Motsane Getrude Seabela, Curator: Anthropology, DITSONG: National Museum of Cultural History
The Mapiko masks are associated with the Makonde people of Mozambique and two were donated to the Department of Ethnology (of the former Transvaal Museum) by Mrs W. Parker in June 1944. The masks were collected in Cabo Delgado, the northernmost province in Mozambique.
Although the museum masks were collected in Mozambique, it is worth noting that Makonde people also live in Tanzania. The two groups live on the Makonde plateau, but are geographically separated by the Rovuma River and are different socially, in culture and language. Although the masks were donated to the museum while it was still called Transvaal Museum they are currently part of the Anthropological Collection of the Ditsong National Museum of Cultural History (Pretoria).
Makonde masks had two form types: either as a face mask or a helmet. Generally, the face mask covers the face only, is carved in vertical plane and is attached to the head or headdress, by strings passing through holes located along the periphery of the object. Lip plugs may or may not be present, and the eyes and mouth are normally perforated. The mask displayed here, is made out of light wood, probably nyala wood, but the wood has matured and is now medium to dark brown, presumably from long exposure to light and oxidation. Strips of black beeswax were usually added to the face to represent and accentuate scarification.
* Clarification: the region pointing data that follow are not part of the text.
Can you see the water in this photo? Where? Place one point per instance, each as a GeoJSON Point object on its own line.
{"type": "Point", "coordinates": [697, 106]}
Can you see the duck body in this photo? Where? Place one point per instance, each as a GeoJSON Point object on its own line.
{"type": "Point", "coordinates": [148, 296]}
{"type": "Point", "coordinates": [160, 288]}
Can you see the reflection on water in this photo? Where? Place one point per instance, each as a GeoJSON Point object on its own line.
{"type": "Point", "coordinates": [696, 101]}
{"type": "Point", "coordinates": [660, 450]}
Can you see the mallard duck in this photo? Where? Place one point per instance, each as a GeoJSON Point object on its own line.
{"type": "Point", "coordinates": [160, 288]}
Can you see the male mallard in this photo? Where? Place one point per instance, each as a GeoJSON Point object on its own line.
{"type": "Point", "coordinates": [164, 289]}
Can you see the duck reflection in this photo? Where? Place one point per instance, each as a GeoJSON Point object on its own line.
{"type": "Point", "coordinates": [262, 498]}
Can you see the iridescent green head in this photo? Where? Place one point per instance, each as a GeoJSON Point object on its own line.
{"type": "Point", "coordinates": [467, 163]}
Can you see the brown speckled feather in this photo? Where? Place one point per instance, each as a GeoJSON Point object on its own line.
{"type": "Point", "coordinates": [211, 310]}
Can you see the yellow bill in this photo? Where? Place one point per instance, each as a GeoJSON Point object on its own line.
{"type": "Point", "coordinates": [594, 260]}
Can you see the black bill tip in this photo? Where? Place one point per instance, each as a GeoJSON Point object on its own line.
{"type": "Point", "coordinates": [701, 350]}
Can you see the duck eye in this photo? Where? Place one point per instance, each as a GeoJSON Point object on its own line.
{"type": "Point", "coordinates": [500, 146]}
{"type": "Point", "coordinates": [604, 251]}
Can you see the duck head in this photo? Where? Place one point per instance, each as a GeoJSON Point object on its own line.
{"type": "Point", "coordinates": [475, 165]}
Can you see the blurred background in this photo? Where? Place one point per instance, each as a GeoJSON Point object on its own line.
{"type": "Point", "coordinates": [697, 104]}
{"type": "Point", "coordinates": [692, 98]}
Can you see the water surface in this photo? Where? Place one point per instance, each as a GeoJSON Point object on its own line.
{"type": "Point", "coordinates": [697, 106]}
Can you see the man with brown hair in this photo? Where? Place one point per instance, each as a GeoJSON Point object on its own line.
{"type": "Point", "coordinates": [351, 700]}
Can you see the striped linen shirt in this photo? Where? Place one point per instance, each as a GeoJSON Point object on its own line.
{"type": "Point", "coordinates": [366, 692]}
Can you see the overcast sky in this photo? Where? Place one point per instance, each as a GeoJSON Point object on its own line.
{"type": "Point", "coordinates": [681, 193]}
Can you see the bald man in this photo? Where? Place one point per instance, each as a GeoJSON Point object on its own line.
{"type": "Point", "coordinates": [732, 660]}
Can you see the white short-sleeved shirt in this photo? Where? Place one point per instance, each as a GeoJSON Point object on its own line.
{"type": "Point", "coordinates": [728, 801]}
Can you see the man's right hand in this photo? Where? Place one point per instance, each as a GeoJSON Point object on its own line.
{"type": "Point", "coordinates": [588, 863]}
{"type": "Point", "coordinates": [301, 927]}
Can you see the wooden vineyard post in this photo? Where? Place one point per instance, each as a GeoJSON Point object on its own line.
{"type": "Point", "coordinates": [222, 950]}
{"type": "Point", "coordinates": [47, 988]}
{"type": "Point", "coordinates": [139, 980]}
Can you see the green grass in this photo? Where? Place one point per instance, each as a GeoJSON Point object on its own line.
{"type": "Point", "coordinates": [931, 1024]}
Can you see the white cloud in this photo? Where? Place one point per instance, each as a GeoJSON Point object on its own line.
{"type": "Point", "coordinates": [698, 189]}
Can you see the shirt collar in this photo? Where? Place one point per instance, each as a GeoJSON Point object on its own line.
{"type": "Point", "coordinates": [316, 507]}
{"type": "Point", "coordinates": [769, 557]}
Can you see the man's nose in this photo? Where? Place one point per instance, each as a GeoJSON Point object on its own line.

A circular indented portion, above the forehead contains a textured black coloured area, resembling stained hair. The mask is worn over the head, tilted slightly backward allowing the wearer to see through the perforated sections for the eyes and teeth (sharpened according to the practice at the time).
(Photographs by author)
Precolonial Makonde sculptors are known for these masks and they are regarded as the most important carved objects associated with initiation ceremonies. They are worn during the Mapiko initiation dance ritual. Each dancer represents a spirit. A member of the men’s secret society would carve the mask and one of the members of this society wear and dance in it during a ceremony held for new initiates. The dancer would masquerade as the spirit of a deceased person. Only the initiated men knew that the dancer was a living member of the community.
The ‘traditional’ carved objects of the Makonde people have mostly been restricted to Mapiko masks. After World War II (1939-1945) new carved objects started to appear as more carvers devoted their time to carving. Due to the demand for ritual objects by Portuguese colonialists, the carvers developed commercial versions of Mapiko masks. Unlike the earlier masks, this mask was not as elaborately decorated, as the scarification was not carefully applied by using beeswax, but created by incisions into the wood. Although the Makonde masks are well-known, little is known about the social and economic contexts in which they are manufactured.
Bennet-Clark, M.A. 1957. A Mask from the Makonde Tribe in the British Museum. Man. Anthropological Institute of Great Britain and Northern Ireland. 57: 97.
Harries, L. Peera, M. Battiss, W. 1970. Makonde. African Arts 3(3): 3.
West, H.G. Sharpes, S. 2002. Dealing with the Devil: Meaning and the Market Place in Makonde Sculpture. African Arts 35 (3). 34.